Rizzo N, Pittalis M C, Pilu G, Orsini L F, Perolo A, Bovicelli L
Second Department of Obstetrics and Gynaecology, Bologna University, School of Medicine, Italy.
Prenat Diagn. 1990 Jan;10(1):17-23. doi: 10.1002/pd.1970100104.
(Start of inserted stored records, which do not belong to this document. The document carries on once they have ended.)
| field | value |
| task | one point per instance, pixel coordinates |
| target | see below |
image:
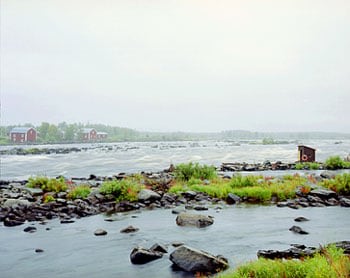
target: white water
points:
(110, 159)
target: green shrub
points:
(47, 184)
(79, 192)
(244, 181)
(184, 172)
(49, 198)
(335, 162)
(330, 263)
(123, 190)
(307, 166)
(340, 183)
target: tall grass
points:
(340, 183)
(184, 172)
(330, 263)
(47, 184)
(123, 190)
(254, 188)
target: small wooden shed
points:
(306, 154)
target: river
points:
(72, 250)
(113, 158)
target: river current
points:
(238, 232)
(113, 158)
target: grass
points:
(335, 163)
(79, 192)
(253, 188)
(329, 263)
(47, 184)
(186, 171)
(340, 183)
(307, 166)
(123, 190)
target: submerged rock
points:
(298, 230)
(191, 219)
(193, 260)
(301, 219)
(100, 232)
(141, 255)
(129, 229)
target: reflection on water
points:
(238, 233)
(110, 159)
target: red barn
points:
(23, 134)
(88, 134)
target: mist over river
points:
(238, 232)
(108, 159)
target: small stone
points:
(100, 232)
(301, 219)
(129, 229)
(29, 229)
(298, 230)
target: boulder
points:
(298, 230)
(345, 202)
(13, 203)
(197, 261)
(100, 232)
(301, 219)
(148, 195)
(232, 199)
(141, 255)
(129, 229)
(191, 219)
(323, 193)
(159, 248)
(29, 229)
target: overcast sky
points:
(186, 65)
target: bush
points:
(244, 181)
(340, 183)
(330, 263)
(307, 166)
(48, 185)
(123, 190)
(79, 192)
(335, 162)
(48, 198)
(185, 172)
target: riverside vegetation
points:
(187, 184)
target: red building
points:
(23, 134)
(306, 154)
(89, 134)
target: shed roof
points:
(306, 147)
(87, 130)
(20, 129)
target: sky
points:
(185, 65)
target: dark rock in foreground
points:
(193, 260)
(100, 232)
(129, 229)
(141, 255)
(301, 219)
(191, 219)
(298, 230)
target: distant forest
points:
(68, 133)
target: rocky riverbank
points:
(19, 203)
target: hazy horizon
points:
(168, 66)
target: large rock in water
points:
(193, 260)
(148, 195)
(192, 219)
(141, 255)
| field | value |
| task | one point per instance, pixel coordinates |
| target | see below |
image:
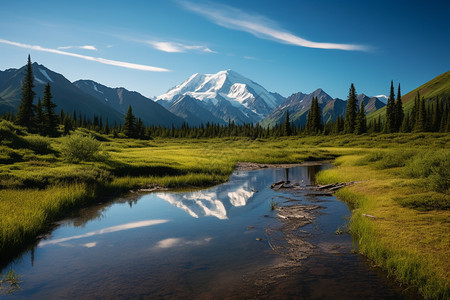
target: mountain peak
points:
(248, 99)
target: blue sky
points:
(286, 46)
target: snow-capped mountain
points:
(382, 98)
(226, 94)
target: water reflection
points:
(239, 191)
(212, 202)
(122, 227)
(181, 242)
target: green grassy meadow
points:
(405, 185)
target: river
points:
(220, 242)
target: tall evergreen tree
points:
(51, 119)
(25, 114)
(389, 125)
(421, 117)
(350, 115)
(129, 126)
(106, 130)
(67, 124)
(314, 119)
(361, 121)
(287, 131)
(399, 115)
(39, 118)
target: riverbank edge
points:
(407, 268)
(78, 196)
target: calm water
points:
(212, 243)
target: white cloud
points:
(172, 47)
(90, 58)
(90, 245)
(86, 47)
(127, 226)
(259, 26)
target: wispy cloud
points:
(127, 226)
(173, 47)
(90, 58)
(260, 26)
(85, 47)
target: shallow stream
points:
(221, 242)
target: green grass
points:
(404, 185)
(437, 87)
(409, 235)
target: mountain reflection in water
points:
(213, 202)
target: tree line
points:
(426, 115)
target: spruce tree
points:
(399, 115)
(421, 116)
(39, 119)
(106, 129)
(350, 115)
(67, 124)
(389, 126)
(406, 124)
(361, 122)
(129, 125)
(314, 120)
(25, 114)
(287, 125)
(51, 122)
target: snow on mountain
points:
(382, 98)
(45, 74)
(251, 99)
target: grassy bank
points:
(406, 190)
(408, 237)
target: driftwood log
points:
(327, 188)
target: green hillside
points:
(437, 87)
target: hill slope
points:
(437, 87)
(65, 95)
(120, 99)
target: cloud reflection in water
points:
(127, 226)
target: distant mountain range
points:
(298, 105)
(65, 94)
(226, 95)
(120, 99)
(215, 98)
(84, 96)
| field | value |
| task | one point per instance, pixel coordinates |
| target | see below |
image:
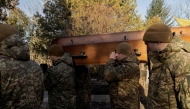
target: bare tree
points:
(181, 8)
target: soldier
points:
(169, 82)
(21, 78)
(59, 81)
(122, 73)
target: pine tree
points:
(19, 19)
(4, 5)
(159, 8)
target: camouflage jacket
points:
(21, 78)
(123, 79)
(60, 84)
(169, 84)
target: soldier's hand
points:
(112, 55)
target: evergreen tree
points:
(160, 9)
(19, 19)
(6, 5)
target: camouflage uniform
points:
(83, 87)
(60, 84)
(169, 84)
(123, 79)
(21, 78)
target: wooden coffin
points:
(96, 49)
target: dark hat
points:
(55, 50)
(7, 30)
(124, 48)
(158, 32)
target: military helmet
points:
(158, 32)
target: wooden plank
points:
(97, 48)
(99, 53)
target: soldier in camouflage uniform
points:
(169, 84)
(21, 78)
(122, 73)
(59, 80)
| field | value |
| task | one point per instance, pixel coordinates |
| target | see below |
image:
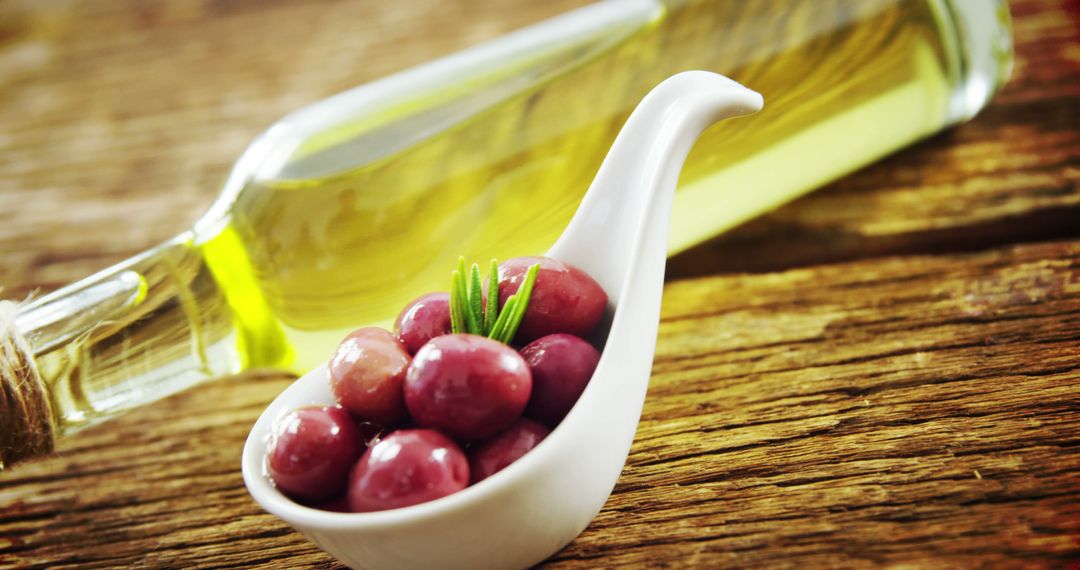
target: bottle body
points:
(345, 212)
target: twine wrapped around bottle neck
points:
(27, 426)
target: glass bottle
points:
(342, 212)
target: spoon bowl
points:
(538, 504)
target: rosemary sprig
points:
(468, 311)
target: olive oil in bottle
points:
(343, 212)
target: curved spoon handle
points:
(622, 221)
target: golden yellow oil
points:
(295, 262)
(845, 82)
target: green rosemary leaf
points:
(464, 311)
(457, 315)
(502, 322)
(491, 311)
(518, 314)
(475, 301)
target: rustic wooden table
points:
(886, 372)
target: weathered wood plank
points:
(919, 410)
(107, 152)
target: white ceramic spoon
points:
(541, 502)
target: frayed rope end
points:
(27, 425)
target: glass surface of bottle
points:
(343, 212)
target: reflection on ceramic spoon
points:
(538, 504)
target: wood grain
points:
(883, 374)
(919, 410)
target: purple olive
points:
(311, 451)
(423, 320)
(407, 467)
(565, 299)
(562, 366)
(467, 387)
(366, 376)
(491, 456)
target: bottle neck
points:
(132, 334)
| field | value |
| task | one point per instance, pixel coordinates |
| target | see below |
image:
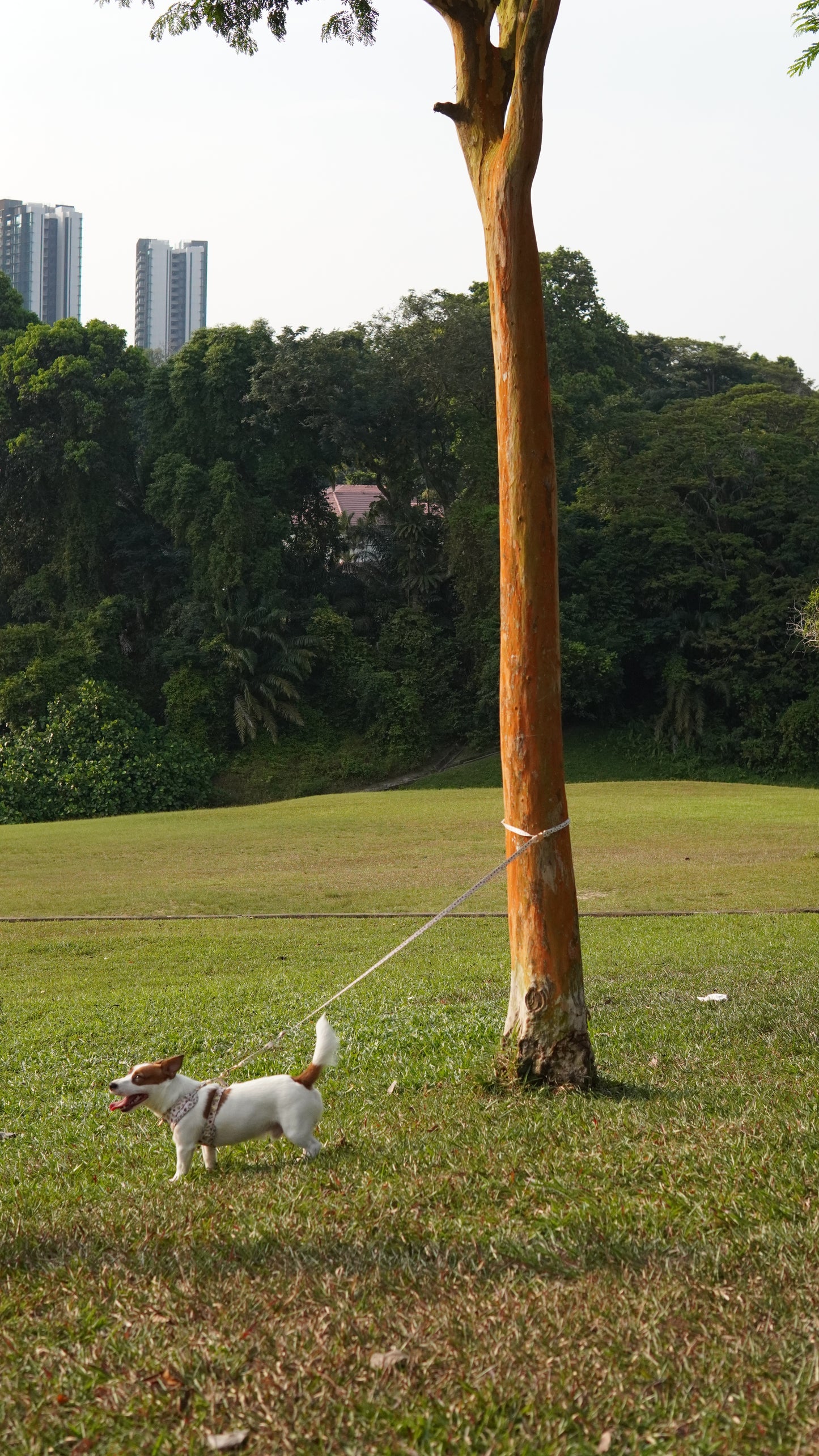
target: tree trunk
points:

Experience with prenatal karyotyping of 237 fetuses with sonographic evidence of malformation is reported. Abnormal karyotype was found in 40 cases (16.8 per cent): chromosomal aberrations were found in 19 of the 178 fetuses with an isolated structural anomaly (10.6 per cent) and in 21 of the 59 fetuses with multiple malformations (35.6 per cent). Detailed cytogenetic and morphological information concerning fetuses affected by omphalocele, duodenal atresia, hydrocephalus, multicystic kidney, unilateral hydronephrosis and cystic hygroma is reported. The need for a very careful ultrasound evaluation of fetal anatomy in these pregnancies is stressed, as the risk of a chromosomal anomaly depends mainly on the existence of more than one ultrasonically diagnosed structural defect.
本文报告了对237例有超声畸形证据的胎儿进行产前核型分析的经验。40例(16.8%)发现核型异常:178例孤立结构异常胎儿中有19例(10.6%)发现染色体畸变,59例多发畸形胎儿中有21例(35.6%)发现染色体畸变。报告了有关受脐膨出、十二指肠闭锁、脑积水、多囊肾、单侧肾积水和囊状水瘤影响的胎儿的详细细胞遗传学和形态学信息。强调在这些妊娠中对胎儿解剖结构进行非常仔细的超声评估的必要性,因为染色体异常的风险主要取决于超声诊断出的结构缺陷是否不止一种。